4) Estacionamento Fantasma, Hamden, Connecticut, EUA
Este estacionamento foi construído em 1978 e o incluí na lista muito mais pela originalidade do que pela praticidade. Foi desenhado pelo arquiteto e artista James Wines com o objetivo de, textualmente, “tornar o espaço público algo que já era”. Ok, eu já disse que ele é artista, certo? É claro que a “intervenção” dificulta sobremaneira estacionar carros de verdade, mas não deixa de ser uma forma de atrair a atenção para os estacionamentos — daí a minha inclusão nesta lista.

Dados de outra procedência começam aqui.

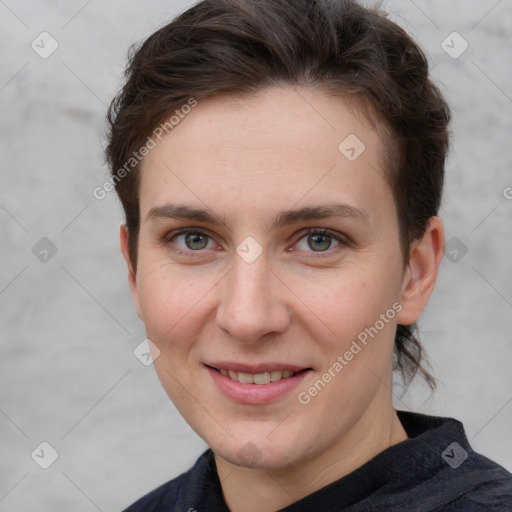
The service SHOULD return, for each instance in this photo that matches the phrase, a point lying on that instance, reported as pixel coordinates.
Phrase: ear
(421, 272)
(132, 275)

5) Hoenheim-Nord, Strasburgo, França
Construído em 2001, este estacionamento é mais uma obra de Zaha Hadid e não apenas um estacionamento, embora utilize elementos básicos de estacionamento de veículos, tais como asfalto, pintura, luzes. A ideia de colocar baias em ligeiras curvas dá um aspecto interessante à obra que acaba tendo um quê de arte. Assim como o estacionamento fantasma, este entra na categoria “o arquiteto brilha mais do que o estacionamento em si”. Ainda assim, achei interessante incluí-lo — só não sei se é prático ou mesmo se as pessoas conseguem identificar as vagas e onde devem parar exatamente…
6) C42, Paris, França
Projeto do escritório de arquitetura francês de Manuelle Gautrand, esta obra de arte do design é peculiar até no nome: C, de Citroën, e 42 por ser o número na avenida Champs-Elysées. O local abriga o showroom da marca desde 1927, sempre com elegância, mas a torre de exibição de carros me encantou. Ela foi erguida em setembro de 2007 e ganhou alguns prêmios internacionais. Tem oito bases giratórias, cada uma com espelhos, que contem diferentes modelos de veículos Citroën que se erguem numa espetacular coluna de carros.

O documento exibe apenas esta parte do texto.